The other thing was The Tooth. The Tooth was made of milk and crooked deeds from a past life. It induced migraines that were both psychedelic and demonic. It took two hours to remove. In the aftermath of the surgery, my face swelled for days and then weeks. The strawberry pods had now spread to my back, butt, legs and feet. There I was, every inch of me covered in scales like the reptile that I am, with a face so inflamed I was unrecognisable. The worst part was I couldn’t even eat my feelings. My gluey lips wouldn’t open wide enough for soup, my fork tongue still numb from nerve damage. I spent these days in a prescription opioid daze, in self-sanctioned phototherapy, reading in the sunlight outside the kitchen. I read my way through State of Emergency by W.S Rendra, From Grains to Gold by Magan Magan, The Impossible Fairytale by Han Yujoo and Faces in the Crowd by Valeria Luiselli. It was during this time that the ghost of Federico García Lorca began following me. He watched me as I turned every page, as each new strawberry formed, as each drop of blood was absorbed by my pillow. He made a home under my bed. In a dream he showed me a drawing nobody had seen before: three uneven stars in a row, an upside-down boat and a green disembodied leg. Like the cover of Romancero gitano, teardrops rained from the moon.
In 1933 in Buenos Aires, Argentina, Federico García Lorca presented a lecture called Juego y teoría del duende (The Play and Theory of the Duende) which changed my life. It fell in my sticky hands on a rainy day, transcribed in a dusty book of collected works from a second-hand bookshop in my hometown. Lorca denounces the Muse and Angel as superficial forms of inspiration and champions the duende, a mysterious spirit roused from the furthest habitations of the blood, an unseen force which evokes the darkness and sadness present in all great works of art. The Muse brings form, the Angel brings light, and the duende brings radical shifts in tradition, charged by the suffering of life, walking hand-in-hand with death itself. Every time I found myself unexplainably in awe of a work, with chills in my hair, it was down to the presence of the duende, the presence of a fatal character. Octavia E. Butler and π.O. speak straight from the heart of the duende, from the desperate mouths of ghosts.

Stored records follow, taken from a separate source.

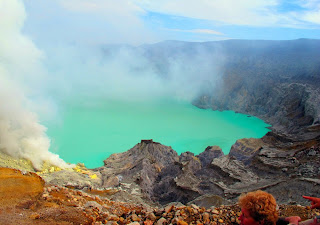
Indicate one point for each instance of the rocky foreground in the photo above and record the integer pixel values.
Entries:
(26, 199)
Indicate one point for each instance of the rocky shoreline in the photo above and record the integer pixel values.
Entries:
(32, 201)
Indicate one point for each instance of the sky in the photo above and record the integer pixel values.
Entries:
(139, 22)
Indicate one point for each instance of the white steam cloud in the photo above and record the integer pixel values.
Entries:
(21, 135)
(70, 72)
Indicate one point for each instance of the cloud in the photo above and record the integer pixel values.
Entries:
(21, 134)
(245, 12)
(200, 31)
(83, 21)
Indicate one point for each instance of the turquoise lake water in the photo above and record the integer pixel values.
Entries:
(89, 133)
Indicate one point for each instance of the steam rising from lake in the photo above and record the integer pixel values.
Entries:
(36, 81)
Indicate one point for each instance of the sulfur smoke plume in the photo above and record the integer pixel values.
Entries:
(21, 134)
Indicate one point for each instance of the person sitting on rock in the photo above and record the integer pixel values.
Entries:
(315, 202)
(258, 208)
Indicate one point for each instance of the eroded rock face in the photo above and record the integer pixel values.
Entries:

As I write this now, my skin is clear, but the strawberry fields may appear at any moment and clothe me wholly. You see, I live like a mad rodent stuck on a wheel, running running running on adrenaline, an ouroboric tragicomedy. They say that ninety per cent of all skin conditions are psychosomatic, so the strawberry fields are a reminder that the wheel itself is an illusion, that at any time I can hop off, slow down and just exist. As I write this now, my skin is clear, but skin is an illusion, like time and like poetry and like religion. As I write this now, I have bookmarked a library copy of A Breath of Life by Clarice Lispector at page 42 with a fading receipt for mung bean ice cream purchased from Sika Supermarket, perhaps the closest thing to the Octavia’s dream eggs.